As John Brunner once wrote, “It is one thing to talk glibly about the determinism of history but quite another thing altogether to find oneself caught up in historical forces like dead leaf on the gale.”
At the moment I feel a wee bit like a dead leaf on the gale. As I wrote in a few posts ago, “Waiting for the dead cat bounce”, I had a nice neat plan for selling our house, which, had it all gone through, would have insulated us from much of the gloom and turmoil of the moment. Like so many nice, neat plans I got the timing wrong, so it didn’t happen. So here I am swirling around in the wind looking for that anchor point to allow me to shift to Brunner’s more optimistic image of the Shockwave Rider surfing on the waves of change.
There is a backhanded plus to all this. Had my nice, neat plan gone through I could have found myself basking in a smug disinterest. From one perspective looming stagflation, collapsing property prices, high oil prices, the credit crunch and loss of confidence in our government are all a plus – necessary correctives to a set of collective delusions.

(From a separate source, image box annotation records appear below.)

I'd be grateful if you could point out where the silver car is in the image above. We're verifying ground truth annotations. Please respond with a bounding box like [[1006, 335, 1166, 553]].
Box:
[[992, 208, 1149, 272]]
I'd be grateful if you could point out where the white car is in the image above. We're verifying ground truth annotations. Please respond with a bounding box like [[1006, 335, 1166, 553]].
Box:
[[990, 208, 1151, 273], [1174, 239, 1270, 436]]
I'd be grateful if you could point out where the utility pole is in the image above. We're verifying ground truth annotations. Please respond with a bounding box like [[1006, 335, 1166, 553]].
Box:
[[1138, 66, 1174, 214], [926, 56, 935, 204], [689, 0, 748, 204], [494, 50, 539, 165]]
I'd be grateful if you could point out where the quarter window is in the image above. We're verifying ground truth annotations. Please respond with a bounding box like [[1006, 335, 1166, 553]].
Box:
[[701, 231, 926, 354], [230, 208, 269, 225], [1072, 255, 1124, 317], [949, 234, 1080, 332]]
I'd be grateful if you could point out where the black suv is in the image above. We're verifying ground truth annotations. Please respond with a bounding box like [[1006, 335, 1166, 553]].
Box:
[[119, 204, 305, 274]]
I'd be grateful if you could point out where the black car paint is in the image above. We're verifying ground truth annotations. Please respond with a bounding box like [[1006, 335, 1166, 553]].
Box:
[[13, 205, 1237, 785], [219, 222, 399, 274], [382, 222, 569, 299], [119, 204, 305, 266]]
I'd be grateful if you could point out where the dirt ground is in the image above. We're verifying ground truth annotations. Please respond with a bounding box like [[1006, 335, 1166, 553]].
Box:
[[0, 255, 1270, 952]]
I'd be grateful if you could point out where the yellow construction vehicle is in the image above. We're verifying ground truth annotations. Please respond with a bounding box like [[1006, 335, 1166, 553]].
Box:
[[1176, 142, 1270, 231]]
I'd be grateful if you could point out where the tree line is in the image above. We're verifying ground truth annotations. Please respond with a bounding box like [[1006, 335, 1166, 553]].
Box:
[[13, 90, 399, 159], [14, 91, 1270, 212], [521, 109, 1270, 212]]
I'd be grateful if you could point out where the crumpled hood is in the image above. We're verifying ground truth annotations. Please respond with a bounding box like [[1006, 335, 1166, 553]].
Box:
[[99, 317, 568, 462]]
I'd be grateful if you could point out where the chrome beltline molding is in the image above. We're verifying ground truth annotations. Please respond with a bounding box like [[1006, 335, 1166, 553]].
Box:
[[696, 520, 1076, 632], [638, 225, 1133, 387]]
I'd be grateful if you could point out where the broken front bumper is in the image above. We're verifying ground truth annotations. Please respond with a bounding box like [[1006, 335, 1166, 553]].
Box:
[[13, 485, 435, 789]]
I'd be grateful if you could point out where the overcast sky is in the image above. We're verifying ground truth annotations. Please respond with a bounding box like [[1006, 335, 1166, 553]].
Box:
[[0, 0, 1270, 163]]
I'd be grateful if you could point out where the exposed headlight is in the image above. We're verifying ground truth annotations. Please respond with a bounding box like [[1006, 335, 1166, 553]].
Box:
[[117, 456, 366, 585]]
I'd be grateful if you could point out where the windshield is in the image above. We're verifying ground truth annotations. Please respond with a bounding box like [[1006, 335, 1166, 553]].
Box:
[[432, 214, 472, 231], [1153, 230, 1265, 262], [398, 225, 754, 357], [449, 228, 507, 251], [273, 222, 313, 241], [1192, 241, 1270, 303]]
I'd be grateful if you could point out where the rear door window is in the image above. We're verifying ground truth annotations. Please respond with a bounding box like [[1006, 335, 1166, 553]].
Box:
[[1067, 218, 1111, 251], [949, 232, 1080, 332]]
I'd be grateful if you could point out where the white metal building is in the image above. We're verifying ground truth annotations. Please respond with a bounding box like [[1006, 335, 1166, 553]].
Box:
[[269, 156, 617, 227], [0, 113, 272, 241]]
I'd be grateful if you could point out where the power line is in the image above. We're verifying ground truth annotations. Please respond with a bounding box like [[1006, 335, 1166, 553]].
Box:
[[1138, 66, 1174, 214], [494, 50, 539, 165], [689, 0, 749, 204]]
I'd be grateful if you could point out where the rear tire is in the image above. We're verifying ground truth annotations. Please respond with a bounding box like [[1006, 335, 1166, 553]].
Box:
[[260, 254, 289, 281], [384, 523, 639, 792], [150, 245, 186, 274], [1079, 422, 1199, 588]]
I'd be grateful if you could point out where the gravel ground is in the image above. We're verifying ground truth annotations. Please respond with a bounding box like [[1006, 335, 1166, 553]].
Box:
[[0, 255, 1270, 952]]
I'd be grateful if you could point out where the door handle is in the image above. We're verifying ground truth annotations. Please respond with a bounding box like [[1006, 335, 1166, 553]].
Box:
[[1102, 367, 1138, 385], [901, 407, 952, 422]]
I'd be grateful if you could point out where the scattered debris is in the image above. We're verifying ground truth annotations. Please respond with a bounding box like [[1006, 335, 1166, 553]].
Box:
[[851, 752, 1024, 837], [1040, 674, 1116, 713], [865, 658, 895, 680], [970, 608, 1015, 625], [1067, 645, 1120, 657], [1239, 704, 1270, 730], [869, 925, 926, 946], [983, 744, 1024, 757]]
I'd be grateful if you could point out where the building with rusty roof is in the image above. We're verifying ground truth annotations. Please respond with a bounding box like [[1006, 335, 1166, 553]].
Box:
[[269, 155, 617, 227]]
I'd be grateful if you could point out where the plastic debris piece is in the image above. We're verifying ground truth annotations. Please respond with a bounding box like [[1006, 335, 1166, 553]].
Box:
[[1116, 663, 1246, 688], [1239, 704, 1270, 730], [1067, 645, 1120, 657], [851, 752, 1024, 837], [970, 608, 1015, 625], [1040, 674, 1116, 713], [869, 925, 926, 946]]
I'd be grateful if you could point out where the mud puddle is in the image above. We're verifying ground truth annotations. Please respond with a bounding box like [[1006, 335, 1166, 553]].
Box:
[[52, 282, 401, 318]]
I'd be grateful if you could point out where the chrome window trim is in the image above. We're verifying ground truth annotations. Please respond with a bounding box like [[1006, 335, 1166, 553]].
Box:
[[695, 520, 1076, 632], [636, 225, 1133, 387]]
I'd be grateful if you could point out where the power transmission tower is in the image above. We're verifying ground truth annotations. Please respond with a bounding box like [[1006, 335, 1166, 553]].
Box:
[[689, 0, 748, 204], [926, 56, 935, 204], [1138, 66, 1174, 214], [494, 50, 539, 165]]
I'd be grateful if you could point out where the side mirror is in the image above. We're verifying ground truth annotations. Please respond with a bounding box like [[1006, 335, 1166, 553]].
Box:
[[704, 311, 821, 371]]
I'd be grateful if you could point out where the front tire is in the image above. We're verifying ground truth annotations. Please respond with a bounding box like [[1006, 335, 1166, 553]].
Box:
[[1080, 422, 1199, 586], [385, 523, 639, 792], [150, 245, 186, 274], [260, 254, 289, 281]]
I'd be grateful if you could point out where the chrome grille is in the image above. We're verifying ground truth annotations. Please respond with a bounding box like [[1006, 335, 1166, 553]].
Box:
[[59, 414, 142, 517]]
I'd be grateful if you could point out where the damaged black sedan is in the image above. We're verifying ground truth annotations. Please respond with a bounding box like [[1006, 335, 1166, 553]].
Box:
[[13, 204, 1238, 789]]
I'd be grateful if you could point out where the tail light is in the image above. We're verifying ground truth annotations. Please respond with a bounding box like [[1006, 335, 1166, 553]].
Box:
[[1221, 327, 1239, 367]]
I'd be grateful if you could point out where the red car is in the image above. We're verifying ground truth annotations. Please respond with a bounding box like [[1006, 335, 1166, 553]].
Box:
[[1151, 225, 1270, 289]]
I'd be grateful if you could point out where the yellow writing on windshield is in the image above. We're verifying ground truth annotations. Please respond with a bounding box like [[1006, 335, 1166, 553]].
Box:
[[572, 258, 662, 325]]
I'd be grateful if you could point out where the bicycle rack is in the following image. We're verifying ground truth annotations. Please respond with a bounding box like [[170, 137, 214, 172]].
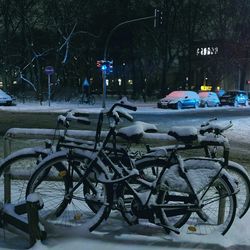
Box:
[[0, 194, 47, 246]]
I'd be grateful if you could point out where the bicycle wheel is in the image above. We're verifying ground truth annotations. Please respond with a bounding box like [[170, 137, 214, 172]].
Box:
[[89, 95, 95, 105], [227, 161, 250, 218], [0, 148, 43, 204], [26, 151, 110, 231], [159, 175, 237, 235], [121, 158, 191, 228]]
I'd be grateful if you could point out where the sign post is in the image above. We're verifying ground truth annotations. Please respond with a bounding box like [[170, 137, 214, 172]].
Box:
[[44, 66, 55, 106]]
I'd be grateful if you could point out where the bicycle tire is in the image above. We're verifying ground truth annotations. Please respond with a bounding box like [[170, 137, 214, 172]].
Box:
[[26, 150, 111, 231], [159, 175, 237, 235], [120, 157, 191, 228], [227, 161, 250, 218]]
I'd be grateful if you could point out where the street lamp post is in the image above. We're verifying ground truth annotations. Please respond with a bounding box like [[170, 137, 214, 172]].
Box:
[[102, 15, 156, 108]]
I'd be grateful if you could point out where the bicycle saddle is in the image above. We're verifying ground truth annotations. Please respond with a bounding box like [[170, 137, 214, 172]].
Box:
[[168, 126, 198, 144], [117, 121, 158, 142]]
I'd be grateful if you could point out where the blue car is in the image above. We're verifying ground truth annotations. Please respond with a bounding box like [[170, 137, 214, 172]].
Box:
[[220, 90, 248, 107], [157, 90, 200, 109], [0, 89, 13, 105]]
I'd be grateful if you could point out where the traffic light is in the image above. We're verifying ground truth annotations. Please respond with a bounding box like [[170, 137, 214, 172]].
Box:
[[96, 60, 104, 68], [154, 9, 164, 28], [96, 60, 113, 74], [106, 61, 113, 74]]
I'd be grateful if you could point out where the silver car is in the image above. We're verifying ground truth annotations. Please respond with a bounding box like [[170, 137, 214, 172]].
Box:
[[0, 89, 13, 105]]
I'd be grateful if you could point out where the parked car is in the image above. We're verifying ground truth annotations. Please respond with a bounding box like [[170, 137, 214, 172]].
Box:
[[199, 92, 220, 107], [0, 89, 13, 105], [220, 90, 248, 107], [157, 90, 200, 109]]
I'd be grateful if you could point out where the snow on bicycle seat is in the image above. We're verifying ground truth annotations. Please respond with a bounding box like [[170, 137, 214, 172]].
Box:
[[168, 126, 198, 144], [117, 121, 157, 142]]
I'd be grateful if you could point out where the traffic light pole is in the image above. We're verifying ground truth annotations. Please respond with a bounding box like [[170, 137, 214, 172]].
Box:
[[102, 15, 156, 108]]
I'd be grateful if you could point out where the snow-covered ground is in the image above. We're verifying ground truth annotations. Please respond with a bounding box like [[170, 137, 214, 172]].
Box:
[[0, 100, 250, 250]]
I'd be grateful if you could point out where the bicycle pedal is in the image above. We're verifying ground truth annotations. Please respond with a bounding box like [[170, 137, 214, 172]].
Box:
[[156, 223, 180, 234]]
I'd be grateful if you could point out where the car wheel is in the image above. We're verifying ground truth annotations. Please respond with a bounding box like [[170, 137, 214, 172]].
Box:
[[176, 102, 182, 109], [234, 100, 239, 107]]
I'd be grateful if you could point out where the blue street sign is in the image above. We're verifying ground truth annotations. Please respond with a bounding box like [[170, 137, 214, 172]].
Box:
[[44, 66, 55, 76]]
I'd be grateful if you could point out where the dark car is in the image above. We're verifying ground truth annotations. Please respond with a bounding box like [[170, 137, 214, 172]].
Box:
[[220, 90, 248, 107], [157, 90, 200, 109], [199, 92, 220, 107]]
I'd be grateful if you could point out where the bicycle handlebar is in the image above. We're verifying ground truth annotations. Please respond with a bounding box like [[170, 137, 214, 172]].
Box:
[[200, 121, 233, 135], [57, 111, 90, 128]]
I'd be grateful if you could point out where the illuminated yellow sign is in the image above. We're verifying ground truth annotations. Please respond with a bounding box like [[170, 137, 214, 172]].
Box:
[[201, 85, 212, 91]]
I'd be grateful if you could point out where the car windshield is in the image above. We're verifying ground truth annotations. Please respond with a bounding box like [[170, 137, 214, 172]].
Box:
[[199, 92, 208, 98], [167, 91, 187, 99], [223, 91, 236, 96]]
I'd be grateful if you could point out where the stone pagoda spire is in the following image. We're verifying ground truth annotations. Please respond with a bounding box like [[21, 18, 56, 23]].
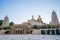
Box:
[[2, 15, 9, 27], [51, 10, 59, 25], [32, 15, 34, 20], [37, 15, 43, 23]]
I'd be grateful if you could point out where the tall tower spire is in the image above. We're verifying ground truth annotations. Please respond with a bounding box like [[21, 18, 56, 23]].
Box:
[[2, 15, 9, 27], [32, 15, 34, 20], [51, 10, 59, 25]]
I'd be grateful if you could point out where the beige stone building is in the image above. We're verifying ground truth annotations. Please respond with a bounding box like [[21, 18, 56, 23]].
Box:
[[10, 24, 32, 34]]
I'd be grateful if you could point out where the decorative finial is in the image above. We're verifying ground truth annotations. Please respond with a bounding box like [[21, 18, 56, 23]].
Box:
[[32, 15, 34, 20]]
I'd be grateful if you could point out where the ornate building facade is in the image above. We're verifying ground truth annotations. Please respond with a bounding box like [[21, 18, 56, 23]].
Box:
[[2, 15, 9, 27]]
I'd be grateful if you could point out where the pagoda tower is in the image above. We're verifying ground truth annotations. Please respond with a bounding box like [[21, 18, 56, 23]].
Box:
[[51, 10, 59, 25], [2, 15, 9, 27]]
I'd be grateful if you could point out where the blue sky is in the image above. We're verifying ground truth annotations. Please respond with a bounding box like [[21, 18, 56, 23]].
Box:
[[0, 0, 60, 24]]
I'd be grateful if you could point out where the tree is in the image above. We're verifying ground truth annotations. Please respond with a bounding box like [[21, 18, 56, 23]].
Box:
[[9, 22, 14, 26], [0, 20, 3, 26]]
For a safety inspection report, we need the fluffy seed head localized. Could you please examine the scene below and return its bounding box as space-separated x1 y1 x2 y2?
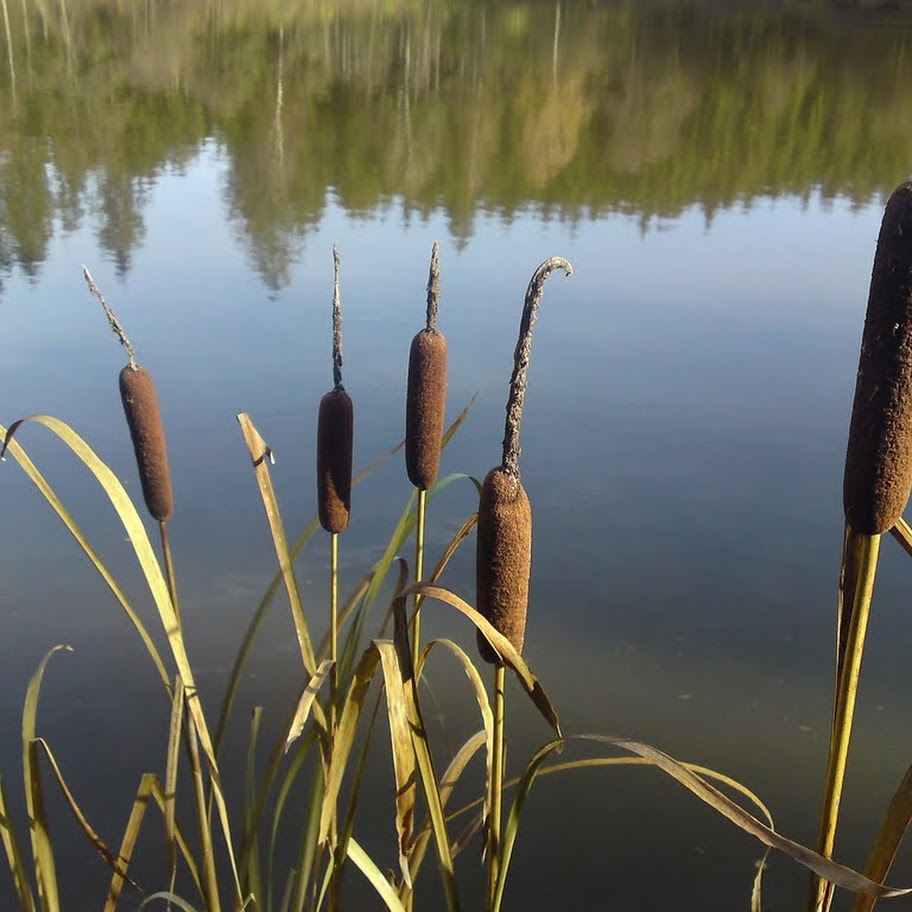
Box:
405 329 447 490
475 466 532 663
843 183 912 535
317 389 354 532
120 366 174 522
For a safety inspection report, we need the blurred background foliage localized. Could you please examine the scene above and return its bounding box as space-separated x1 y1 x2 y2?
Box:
0 0 912 288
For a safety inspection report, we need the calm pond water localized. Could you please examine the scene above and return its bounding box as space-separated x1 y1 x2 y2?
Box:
0 0 912 912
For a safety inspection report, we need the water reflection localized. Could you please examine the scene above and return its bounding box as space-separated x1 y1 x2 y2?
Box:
0 0 912 288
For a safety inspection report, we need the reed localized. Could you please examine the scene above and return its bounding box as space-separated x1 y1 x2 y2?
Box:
405 241 447 491
475 257 573 908
809 183 912 912
317 248 354 535
405 241 447 668
82 266 174 523
475 257 573 664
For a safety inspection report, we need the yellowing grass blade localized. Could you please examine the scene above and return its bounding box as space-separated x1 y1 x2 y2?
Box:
237 412 317 676
22 646 73 912
491 734 912 912
397 584 561 735
284 659 333 753
853 767 912 912
165 676 184 890
6 415 241 899
0 422 171 697
399 728 488 901
32 738 142 893
348 838 405 912
0 777 35 912
374 641 417 886
393 587 459 912
317 644 380 845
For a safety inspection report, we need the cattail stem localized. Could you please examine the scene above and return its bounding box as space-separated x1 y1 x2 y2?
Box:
329 532 339 732
487 663 506 909
158 520 181 627
809 530 881 912
82 264 138 370
412 488 427 675
501 257 573 478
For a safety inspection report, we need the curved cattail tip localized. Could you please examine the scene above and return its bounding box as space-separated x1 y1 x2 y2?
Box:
843 182 912 535
501 257 573 478
426 241 440 332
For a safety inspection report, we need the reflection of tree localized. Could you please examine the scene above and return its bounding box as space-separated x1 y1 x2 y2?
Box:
0 0 912 288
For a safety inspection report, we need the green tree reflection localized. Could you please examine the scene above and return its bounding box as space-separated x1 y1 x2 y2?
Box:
0 0 912 288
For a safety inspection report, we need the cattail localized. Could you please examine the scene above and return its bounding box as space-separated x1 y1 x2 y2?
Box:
82 266 174 523
317 247 354 533
405 241 447 491
475 257 573 663
120 365 174 522
843 183 912 535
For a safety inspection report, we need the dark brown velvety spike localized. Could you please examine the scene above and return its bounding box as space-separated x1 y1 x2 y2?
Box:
317 389 354 532
120 367 174 522
475 466 532 663
843 183 912 535
405 329 447 490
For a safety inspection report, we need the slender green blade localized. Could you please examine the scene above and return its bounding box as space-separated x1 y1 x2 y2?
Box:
348 838 405 912
22 646 73 912
0 777 35 912
0 422 170 696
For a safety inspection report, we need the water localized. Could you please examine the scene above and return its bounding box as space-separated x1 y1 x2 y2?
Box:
0 0 912 910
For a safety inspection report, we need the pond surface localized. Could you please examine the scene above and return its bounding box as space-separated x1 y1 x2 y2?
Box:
0 0 912 912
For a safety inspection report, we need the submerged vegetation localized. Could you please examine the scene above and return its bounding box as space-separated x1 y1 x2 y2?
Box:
0 0 912 287
0 219 912 912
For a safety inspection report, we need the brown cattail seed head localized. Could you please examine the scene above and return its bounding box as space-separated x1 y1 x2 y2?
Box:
317 389 354 532
405 329 446 490
475 466 532 663
120 366 174 522
843 183 912 535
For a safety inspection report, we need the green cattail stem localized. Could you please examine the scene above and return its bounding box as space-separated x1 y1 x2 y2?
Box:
486 664 506 909
158 522 181 627
329 532 339 731
412 488 427 675
809 531 881 912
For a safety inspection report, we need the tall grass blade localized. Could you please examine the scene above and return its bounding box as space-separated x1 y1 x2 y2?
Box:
393 586 459 912
266 728 323 909
293 766 325 912
396 584 561 736
853 767 912 912
32 738 143 893
399 728 488 900
491 734 912 912
165 675 184 890
0 422 171 698
22 646 73 912
374 642 417 886
5 415 241 912
0 777 35 912
283 659 333 753
237 412 317 677
348 838 405 912
136 890 206 912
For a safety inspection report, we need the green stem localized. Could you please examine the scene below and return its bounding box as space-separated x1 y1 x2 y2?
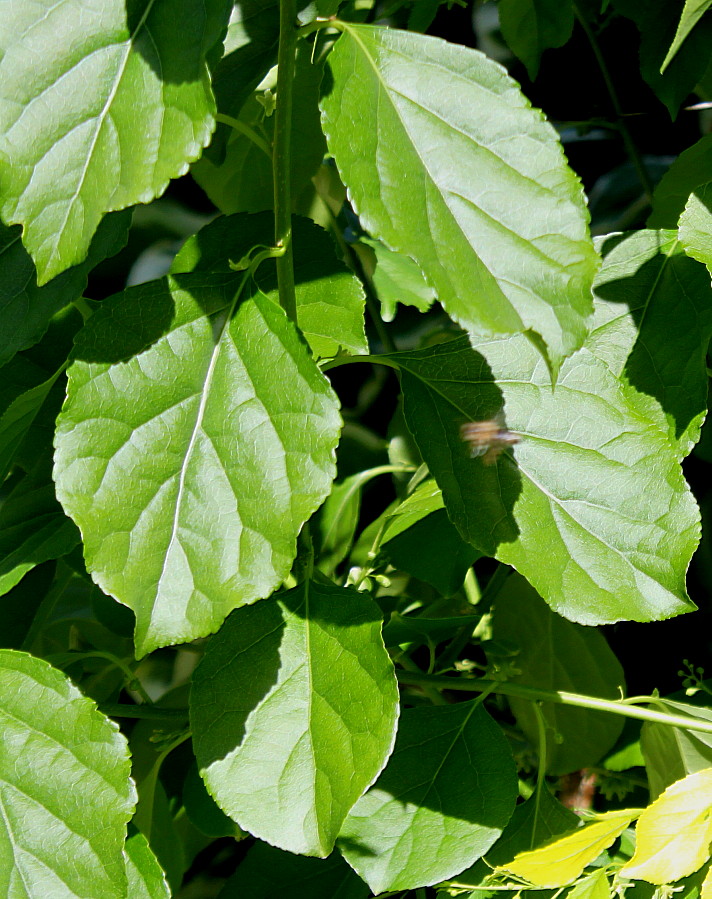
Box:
272 0 297 324
397 671 712 734
573 0 653 202
99 702 188 721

While I still think that is the case, finding one self suffering some of the consequences of those corrections along with millions of others, pushed into the situation of having to focus on getting by, may be a better place to think through what is to be done, rather than one of Olympian detachment – a more human, empathetic place.
The downside is, of course, that one is so busy focusing on the day to day business of getting by that that one has little time, inclination or energy to look at the larger picture and to spot the opportunities for positive change that the current shifts in mood and circumstance generate.
This again may be a question of timing. At the moment we have swapped one form of hysteria for another. I suspect that, while not comfortable, things are not going to be as bad as a reading of the financial press would suggest. (I am talking in the relative short term here.) After a while we will reach gloom fatigue – gloom will lose the thrill of novelty and our media will start looking for “things are not so bad stories”.
This is the danger point. There are important lessons to be learnt from the current situation in terms of what not to do, what doesn’t work. Moving from that to seeing what we should be doing is more difficult and will require greater imagination, creativity and improvisation, to say nothing of some hard reality checks. The danger is that as the gloom lifts we will find ourselves returning to the same old same old rather than taking account of the place we all find ourselves in and dealing with it.
As for me, I may allow myself a brief period of indulging in dead leaf mode, but then it is on to the Shockwave Rider.